DupermanDave Posted July 15, 2010 Share Posted July 15, 2010 (edited) If you've been following my threads here: http://www.ultimatesubaru.org/forum/showthread.php?t=101355 http://www.ultimatesubaru.org/forum/showthread.php?t=113770&page=2 I've been dealing with an oil leak for quite some time. I attempted to repair it last year and failed. This year I've gone the route of removing the engine and trying to get to the oil separator plate. I succeeded....sort of. I removed the engine and replaced the oil separator plate and used red RTV for the gasket. I put the engine back in and had a big transmission fluid leak. Turns out I tore the transmission seal and needed to replace that. So out came the engine a second time. Replaced the seal and put the engine back in. Now I've got what appears to be the exact same oil leak coming from between the engine and oil separator plate.
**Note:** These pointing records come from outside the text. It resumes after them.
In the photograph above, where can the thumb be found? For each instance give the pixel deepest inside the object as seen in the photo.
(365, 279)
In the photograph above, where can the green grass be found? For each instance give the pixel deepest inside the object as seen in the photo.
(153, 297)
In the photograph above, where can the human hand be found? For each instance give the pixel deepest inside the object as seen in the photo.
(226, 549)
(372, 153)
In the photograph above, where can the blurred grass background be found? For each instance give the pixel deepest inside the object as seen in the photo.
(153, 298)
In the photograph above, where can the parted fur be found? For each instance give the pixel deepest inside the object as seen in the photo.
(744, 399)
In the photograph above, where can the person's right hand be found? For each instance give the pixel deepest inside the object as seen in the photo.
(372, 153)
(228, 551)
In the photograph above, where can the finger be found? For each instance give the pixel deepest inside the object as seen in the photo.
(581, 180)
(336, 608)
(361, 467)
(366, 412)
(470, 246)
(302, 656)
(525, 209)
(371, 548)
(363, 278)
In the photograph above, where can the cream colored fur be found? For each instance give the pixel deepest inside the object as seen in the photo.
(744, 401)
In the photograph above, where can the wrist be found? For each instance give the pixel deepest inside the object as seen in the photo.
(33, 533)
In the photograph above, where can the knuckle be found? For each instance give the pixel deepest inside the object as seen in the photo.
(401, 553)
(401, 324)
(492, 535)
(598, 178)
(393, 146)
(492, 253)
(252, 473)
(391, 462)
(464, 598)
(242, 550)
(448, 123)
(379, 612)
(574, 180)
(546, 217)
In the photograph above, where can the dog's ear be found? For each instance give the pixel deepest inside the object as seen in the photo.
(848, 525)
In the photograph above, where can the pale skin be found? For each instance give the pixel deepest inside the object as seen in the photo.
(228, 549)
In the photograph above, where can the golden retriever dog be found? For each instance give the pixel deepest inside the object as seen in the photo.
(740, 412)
I was almost completely positive the leak wasn't the rear main seal (although I do have that part standing by to be replaced.) The leak looked like it was the oil separator plate at the lower left portion of the plate. It wasn't cracked, but the gasket was worn away. So here's my dilema: what is leaking? Should I replace the rear main seal, even though that may not be the problem? I'm pretty skilled with RTV, but could I have messed up the gasket on the oil separator plate? What's going on? I need some encouragement here. The oil only leaks when the engine is off and not running. When the engine is running it doesn't leak at all. When it's turned off, it leaks a good amount. When I added the oil, I poured all 5 quarts in because I read that was the requirement. Now I'm reading that 4 quarts is the limit. Is it possible I just overfilled it and that's causing the leak? Or could overfilling it caused too much pressure and broke the seal my RTV made with the oil plate and engine? Edited July 15, 2010 by DupermanDave Link to comment Share on other sites More sharing options...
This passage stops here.